A second example is the integration of Bruker’s Fragment-Based Screening (FBS) solution with Mestrelab’s MScreen software, which provides drug discovery groups with an integrated experience from data acquisition and analysis to the identification of hits in FBS-by-NMR campaigns.
Intelligent NMR Spectrometer Initiative
Bruker is continuing to advance the Intelligent NMR Spectrometer framework at ENC 2019 for ease of use, lower training requirements and higher productivity.
The new SmartDriveNMR acquisition tool utilizes a fast scout experiment along with all other user inputs, and determines if follow-up experiments are beneficial, in which case optimized further experiments are carried out in automation within the time limits set by the user. The NMR experiment portfolio includes heteronuclear 2D experiments including HSQCs and HMBCs, 1D 13C and a variety of different types of solvent suppression schemes for 1D 1H experiments.

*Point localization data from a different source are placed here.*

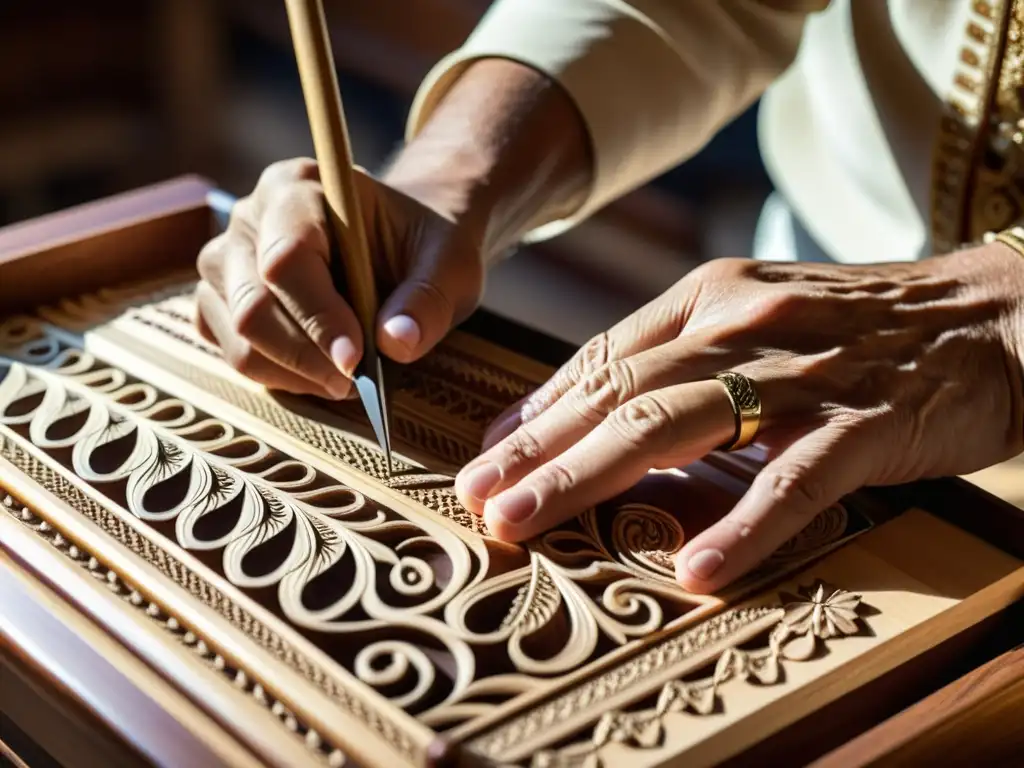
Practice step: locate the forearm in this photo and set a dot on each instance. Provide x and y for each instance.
(504, 148)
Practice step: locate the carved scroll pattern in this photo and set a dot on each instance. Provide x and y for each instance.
(817, 613)
(325, 752)
(402, 592)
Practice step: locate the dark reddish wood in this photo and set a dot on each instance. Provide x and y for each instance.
(128, 237)
(968, 507)
(885, 697)
(978, 721)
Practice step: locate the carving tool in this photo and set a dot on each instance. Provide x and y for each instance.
(334, 156)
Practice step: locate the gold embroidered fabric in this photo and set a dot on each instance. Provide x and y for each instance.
(978, 179)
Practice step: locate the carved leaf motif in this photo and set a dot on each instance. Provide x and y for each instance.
(679, 696)
(536, 603)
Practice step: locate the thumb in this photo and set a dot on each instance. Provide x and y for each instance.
(441, 290)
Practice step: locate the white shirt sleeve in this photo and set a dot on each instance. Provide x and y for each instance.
(653, 80)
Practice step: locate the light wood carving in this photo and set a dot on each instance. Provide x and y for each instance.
(382, 594)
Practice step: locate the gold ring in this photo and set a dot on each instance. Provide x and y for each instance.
(745, 409)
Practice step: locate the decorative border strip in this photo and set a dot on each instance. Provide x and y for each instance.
(204, 592)
(435, 492)
(323, 751)
(820, 612)
(796, 625)
(494, 744)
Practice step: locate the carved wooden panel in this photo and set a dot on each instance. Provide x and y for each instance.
(372, 614)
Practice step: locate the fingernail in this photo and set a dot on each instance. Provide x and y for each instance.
(404, 330)
(480, 480)
(517, 505)
(339, 387)
(705, 563)
(344, 354)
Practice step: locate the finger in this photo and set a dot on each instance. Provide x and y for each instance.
(293, 258)
(440, 289)
(654, 324)
(241, 354)
(259, 317)
(668, 427)
(811, 474)
(582, 410)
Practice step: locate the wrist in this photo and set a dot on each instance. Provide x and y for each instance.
(504, 151)
(1009, 248)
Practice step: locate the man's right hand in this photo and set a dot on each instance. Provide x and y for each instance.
(267, 299)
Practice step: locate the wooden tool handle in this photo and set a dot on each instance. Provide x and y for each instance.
(334, 155)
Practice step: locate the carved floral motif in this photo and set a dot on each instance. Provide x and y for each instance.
(818, 613)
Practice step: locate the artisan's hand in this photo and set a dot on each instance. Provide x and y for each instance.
(268, 300)
(866, 376)
(504, 150)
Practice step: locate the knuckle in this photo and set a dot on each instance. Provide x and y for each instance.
(249, 305)
(288, 171)
(282, 256)
(605, 389)
(718, 270)
(558, 477)
(434, 295)
(779, 306)
(642, 421)
(316, 326)
(795, 486)
(522, 448)
(211, 256)
(594, 354)
(243, 357)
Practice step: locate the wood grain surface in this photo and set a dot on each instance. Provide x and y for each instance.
(976, 721)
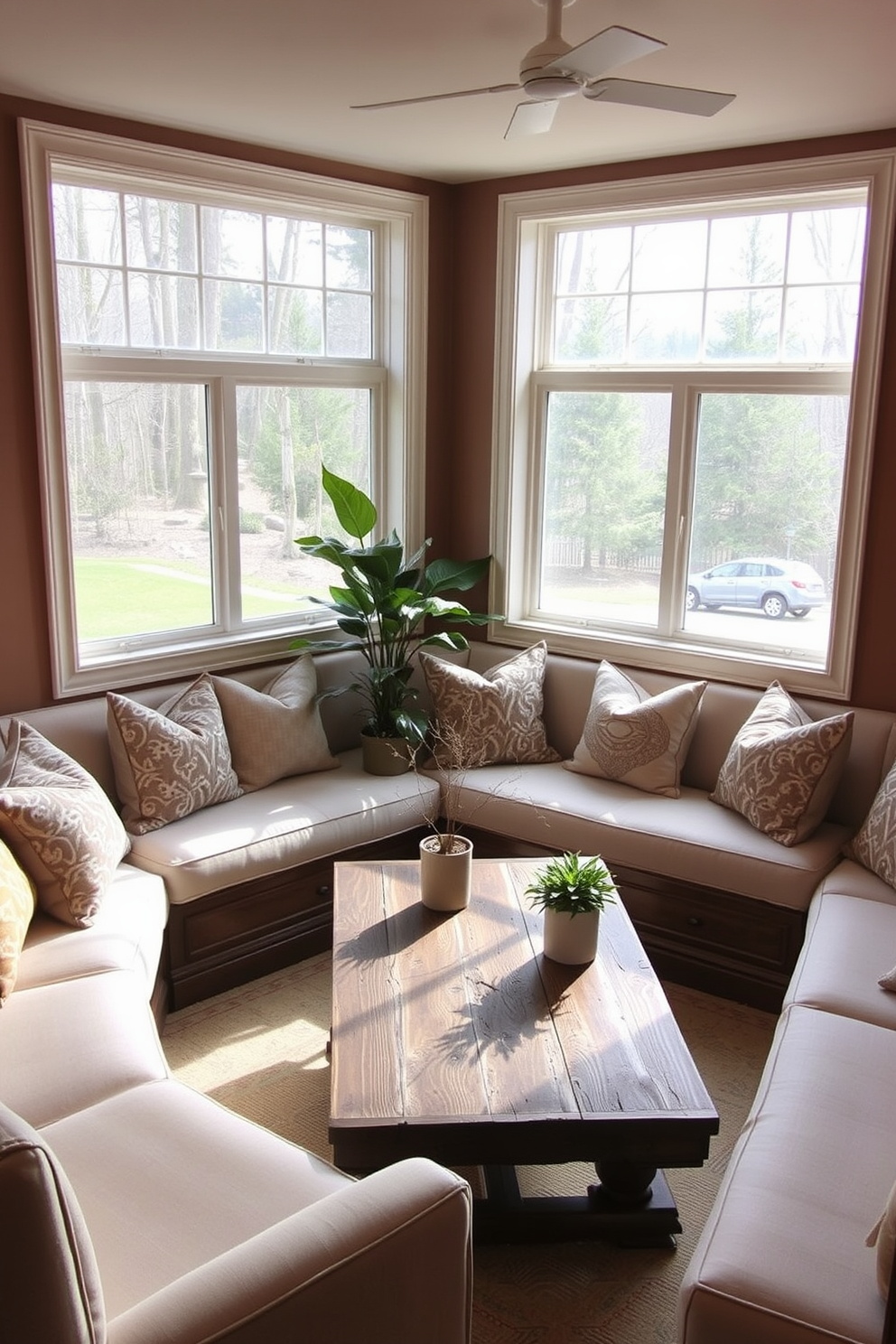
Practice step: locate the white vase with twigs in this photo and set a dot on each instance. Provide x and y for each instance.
(446, 856)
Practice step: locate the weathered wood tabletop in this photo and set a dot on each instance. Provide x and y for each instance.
(454, 1038)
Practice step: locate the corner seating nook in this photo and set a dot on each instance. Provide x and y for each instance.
(719, 905)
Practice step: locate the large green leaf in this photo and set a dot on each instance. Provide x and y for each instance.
(380, 562)
(355, 511)
(324, 548)
(454, 574)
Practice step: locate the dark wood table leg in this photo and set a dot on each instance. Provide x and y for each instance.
(631, 1209)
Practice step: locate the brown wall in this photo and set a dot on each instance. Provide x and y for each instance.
(461, 372)
(473, 372)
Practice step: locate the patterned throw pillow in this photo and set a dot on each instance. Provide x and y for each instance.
(18, 901)
(782, 768)
(637, 738)
(60, 824)
(496, 715)
(874, 845)
(170, 761)
(277, 732)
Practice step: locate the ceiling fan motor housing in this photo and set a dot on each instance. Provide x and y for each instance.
(540, 82)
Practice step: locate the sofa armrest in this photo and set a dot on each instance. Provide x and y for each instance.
(394, 1249)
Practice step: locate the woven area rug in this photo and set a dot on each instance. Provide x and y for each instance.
(262, 1051)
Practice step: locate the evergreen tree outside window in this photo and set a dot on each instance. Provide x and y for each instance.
(692, 382)
(210, 332)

Non-Uniform Sampling (NUS) data acquisition and Signal-to-Noise optimization ensure data quality, and an automatic structure verification (ASV) is completed as an integrated part of SmartDriveNMR.
Automatic calibration for the Intelligent NMR Spectrometer is now offered by the new AutoCalibrate™ capabilitiy, which determines the optimal settings for key NMR parameters, logs results and monitors changes. AutoCalibrate is key to maintaining well-tuned NMR spectrometers, tracking changes and monitoring the long-term performance and health of the entire system.
Deep Learning Applications in NMR Spectroscopy is part of our work-in-progress project around Deep Neural Networks (DNNs). It now enables interested beta customers to use supervised learning, e.g. for the automatic detection of signal regions in 1D 1H NMR spectra. The deep neural network was trained on two million spectra that were simulated with artificial noise and other artifacts from publically available structures.